OMIM Online Mendelian Inheritance in Man. http://www3.ncbi.nlm.nih.gov:80/Omim/
This database is a catalog of human genes and genetic disorders authored and edited by Dr. Victor A.McKusick and his colleagues at Johns Hopkins and elsewhere, and developed for the World Wide Web by NCBI, the National Center for Biotechnology Information. The database contains textual information, pictures, and reference information. It also contains links to NCBI's Entrez database of MEDLINE articles and sequence information.
Genetics, Medical Genetics, Bioethics Links http://www.mmc.edu/edu/medgen/Links.html
Good for background information on Biochemistry, Cell Biology & Developmental Biology; listing of sites for Medical Genetics, Ethics. Good selection of useful sites, kept up to date, from Meharry Medical College, Nashville TN.
NOAH: New York Online Access to Health http://www.noah-health.org/index.html
Great site for general medical information. Good, easy to understand information available in both English and Spanish. Hosted by New York Public Libraries and others.

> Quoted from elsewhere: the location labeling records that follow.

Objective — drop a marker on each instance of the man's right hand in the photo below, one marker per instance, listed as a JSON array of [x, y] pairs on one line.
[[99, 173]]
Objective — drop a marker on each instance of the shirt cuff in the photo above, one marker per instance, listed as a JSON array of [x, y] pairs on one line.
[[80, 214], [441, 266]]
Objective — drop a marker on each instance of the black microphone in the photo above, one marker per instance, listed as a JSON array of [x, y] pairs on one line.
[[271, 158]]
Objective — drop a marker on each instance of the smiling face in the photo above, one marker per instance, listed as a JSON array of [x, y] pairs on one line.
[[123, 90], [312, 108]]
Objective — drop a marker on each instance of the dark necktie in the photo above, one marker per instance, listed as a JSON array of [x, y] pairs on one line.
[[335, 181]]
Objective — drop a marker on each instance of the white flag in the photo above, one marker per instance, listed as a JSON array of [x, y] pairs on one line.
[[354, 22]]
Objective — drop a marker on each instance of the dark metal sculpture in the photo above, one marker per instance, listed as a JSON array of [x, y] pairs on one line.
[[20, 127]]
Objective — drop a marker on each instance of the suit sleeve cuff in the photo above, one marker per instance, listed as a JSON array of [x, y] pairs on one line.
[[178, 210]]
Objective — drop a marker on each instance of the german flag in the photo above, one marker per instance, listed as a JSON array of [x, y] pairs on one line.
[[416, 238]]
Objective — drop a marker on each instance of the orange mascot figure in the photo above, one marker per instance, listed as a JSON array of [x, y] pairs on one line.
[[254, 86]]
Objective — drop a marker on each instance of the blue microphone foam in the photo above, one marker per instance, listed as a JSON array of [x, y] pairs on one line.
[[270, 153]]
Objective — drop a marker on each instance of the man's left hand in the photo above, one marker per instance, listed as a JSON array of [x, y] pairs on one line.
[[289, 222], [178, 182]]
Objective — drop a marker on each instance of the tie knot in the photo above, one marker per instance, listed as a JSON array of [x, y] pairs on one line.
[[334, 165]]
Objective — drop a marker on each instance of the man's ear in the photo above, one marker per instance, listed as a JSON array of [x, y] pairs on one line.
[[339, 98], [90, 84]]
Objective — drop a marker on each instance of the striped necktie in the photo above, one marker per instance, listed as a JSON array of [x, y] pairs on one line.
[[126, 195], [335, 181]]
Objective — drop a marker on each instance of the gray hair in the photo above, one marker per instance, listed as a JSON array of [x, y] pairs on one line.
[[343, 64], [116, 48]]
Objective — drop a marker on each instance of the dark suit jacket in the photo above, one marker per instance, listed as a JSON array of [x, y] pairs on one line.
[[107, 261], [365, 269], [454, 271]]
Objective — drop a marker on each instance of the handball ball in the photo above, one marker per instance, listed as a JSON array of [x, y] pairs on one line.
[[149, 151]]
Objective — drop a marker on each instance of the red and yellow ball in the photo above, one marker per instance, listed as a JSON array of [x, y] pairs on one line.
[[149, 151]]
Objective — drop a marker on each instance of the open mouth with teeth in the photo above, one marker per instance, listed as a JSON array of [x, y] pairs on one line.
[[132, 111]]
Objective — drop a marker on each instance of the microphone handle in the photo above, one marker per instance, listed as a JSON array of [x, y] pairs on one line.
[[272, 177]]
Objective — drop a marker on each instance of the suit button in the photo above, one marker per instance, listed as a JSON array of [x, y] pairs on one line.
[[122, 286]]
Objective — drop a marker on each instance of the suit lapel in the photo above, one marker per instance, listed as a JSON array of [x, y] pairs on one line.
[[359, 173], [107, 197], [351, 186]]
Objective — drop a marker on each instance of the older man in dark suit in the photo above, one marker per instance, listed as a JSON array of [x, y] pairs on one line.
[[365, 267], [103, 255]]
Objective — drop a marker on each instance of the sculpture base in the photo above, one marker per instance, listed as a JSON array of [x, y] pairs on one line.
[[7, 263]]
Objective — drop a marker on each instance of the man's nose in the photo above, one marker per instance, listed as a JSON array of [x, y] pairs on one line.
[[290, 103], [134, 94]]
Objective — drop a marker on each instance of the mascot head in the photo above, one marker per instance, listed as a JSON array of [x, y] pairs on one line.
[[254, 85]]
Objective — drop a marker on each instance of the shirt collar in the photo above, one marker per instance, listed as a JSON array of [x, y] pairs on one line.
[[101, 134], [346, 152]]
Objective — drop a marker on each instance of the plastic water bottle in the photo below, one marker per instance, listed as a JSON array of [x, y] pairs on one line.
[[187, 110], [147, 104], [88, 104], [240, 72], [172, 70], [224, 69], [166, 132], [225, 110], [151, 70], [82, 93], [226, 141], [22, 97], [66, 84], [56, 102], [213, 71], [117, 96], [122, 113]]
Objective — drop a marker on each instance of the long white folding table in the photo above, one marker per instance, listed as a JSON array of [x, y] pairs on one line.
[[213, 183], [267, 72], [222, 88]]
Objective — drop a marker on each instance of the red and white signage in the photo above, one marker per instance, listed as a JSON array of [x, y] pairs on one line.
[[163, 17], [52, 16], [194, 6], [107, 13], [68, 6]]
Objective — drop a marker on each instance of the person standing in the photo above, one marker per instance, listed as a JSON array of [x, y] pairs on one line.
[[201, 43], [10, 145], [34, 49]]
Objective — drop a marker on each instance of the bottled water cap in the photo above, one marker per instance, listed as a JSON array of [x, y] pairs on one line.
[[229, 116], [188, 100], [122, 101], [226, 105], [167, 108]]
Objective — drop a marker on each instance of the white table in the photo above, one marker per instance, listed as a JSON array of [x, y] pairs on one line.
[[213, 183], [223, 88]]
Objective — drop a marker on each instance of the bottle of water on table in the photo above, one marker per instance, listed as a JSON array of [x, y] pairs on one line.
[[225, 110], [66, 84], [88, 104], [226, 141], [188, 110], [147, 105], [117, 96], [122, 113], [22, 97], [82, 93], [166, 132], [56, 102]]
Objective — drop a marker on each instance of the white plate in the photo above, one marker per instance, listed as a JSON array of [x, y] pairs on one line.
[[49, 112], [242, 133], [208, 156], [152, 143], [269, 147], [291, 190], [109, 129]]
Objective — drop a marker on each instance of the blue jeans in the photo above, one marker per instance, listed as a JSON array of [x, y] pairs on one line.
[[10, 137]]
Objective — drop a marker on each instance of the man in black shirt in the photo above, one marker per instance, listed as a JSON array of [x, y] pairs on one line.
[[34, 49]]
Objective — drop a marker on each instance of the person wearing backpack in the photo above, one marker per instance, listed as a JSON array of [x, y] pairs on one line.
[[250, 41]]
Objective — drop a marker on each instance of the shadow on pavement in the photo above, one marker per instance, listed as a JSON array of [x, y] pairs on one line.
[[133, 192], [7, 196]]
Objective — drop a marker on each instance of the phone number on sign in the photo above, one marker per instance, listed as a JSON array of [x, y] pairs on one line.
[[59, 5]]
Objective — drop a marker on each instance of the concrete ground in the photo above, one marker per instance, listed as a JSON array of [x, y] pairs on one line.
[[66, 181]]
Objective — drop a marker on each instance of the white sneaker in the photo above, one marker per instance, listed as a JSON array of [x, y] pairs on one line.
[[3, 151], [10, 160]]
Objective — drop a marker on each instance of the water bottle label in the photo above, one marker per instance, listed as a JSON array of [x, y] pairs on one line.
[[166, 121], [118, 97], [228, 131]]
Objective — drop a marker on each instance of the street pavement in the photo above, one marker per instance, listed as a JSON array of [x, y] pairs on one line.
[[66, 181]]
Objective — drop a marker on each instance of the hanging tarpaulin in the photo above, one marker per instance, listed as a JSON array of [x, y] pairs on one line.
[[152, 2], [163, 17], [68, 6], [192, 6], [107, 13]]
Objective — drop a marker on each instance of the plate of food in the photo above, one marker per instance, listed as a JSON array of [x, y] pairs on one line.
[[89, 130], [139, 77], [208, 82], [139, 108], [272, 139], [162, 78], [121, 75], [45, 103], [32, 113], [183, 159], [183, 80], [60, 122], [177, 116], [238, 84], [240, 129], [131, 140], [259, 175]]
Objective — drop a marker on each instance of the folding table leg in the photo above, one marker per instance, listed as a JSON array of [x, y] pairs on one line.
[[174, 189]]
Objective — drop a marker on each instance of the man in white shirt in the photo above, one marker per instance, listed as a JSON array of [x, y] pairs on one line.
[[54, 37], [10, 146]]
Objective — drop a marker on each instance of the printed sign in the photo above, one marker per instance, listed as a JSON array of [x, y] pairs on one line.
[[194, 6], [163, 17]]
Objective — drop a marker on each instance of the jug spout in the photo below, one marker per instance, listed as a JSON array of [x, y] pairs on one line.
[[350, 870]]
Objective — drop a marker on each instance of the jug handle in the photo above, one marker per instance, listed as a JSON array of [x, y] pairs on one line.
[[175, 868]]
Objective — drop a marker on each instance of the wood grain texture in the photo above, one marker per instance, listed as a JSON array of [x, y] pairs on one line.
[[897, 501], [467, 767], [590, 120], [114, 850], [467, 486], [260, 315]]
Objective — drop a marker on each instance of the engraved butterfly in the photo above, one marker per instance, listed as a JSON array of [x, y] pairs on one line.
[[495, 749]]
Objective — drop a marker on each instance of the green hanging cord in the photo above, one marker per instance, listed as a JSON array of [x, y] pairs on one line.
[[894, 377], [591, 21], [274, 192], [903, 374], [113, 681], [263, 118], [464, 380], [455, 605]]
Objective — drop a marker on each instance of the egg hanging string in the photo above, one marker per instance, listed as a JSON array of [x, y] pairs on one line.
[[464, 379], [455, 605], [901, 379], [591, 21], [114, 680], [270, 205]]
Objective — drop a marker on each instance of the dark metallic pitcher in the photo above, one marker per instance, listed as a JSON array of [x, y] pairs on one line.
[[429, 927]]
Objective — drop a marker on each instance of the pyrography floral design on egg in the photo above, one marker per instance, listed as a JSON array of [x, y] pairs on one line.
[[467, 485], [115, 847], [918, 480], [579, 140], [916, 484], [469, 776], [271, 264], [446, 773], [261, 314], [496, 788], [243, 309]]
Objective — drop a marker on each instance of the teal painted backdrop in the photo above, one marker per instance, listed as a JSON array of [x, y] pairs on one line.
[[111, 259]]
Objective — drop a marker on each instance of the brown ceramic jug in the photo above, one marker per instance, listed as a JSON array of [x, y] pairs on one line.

Search PubMed, a service of the National Library of Medicine (NIH). Provides access to over 11 million citations from MEDLINE and additional life science journals. PubMed includes links to many sites providing full text articles and other related resources. Pub Med also now allows you to search on-line versions of some of the best classic textbooks:(Molecular Biology of the Cell, Developomental Biology, Intro. to Genetic Analysis, Cancer Medicine, Genes and Disease, etc.) at http://www.ncbi.nlm.nih.gov:80/entrez/query.fcgi?db=Books They also now have a health information site, http://medlineplus.gov/
Council for Responsible Genetics http://www.gene-watch.org/
The Council for Responsible Genetics is a non-profit/non-governmental organization devoted to fostering public debate about the social, ethical, and environmental implications of the new genetic technologies.
Bioethics.net -- The American Journal of Bioethics Online http://ajobonline.com/
(Includes material previously on the University of Pennsylvania Center for Bioethics site.)
Sections both for professionals and for laypeople, including Bioethics for Beginners, Cloning & Genetics, Who Owns Life, a virtual library, and updates on issues in the news.
The Merck Manual of Medical Information. http://www.merck.com/pubs/mmanual_home/contents.htm
A fairly readable home medical guide.
Kimball's Biology Pages http://biology-pages.info
Good definitions of basic terms and concepts of genetics, biochemistry and molecular biology.
There are many other textbooks out there with on-line versions, but this one is gets to the the point quickly, and doesn't waste time with fancy graphics that take forever to load.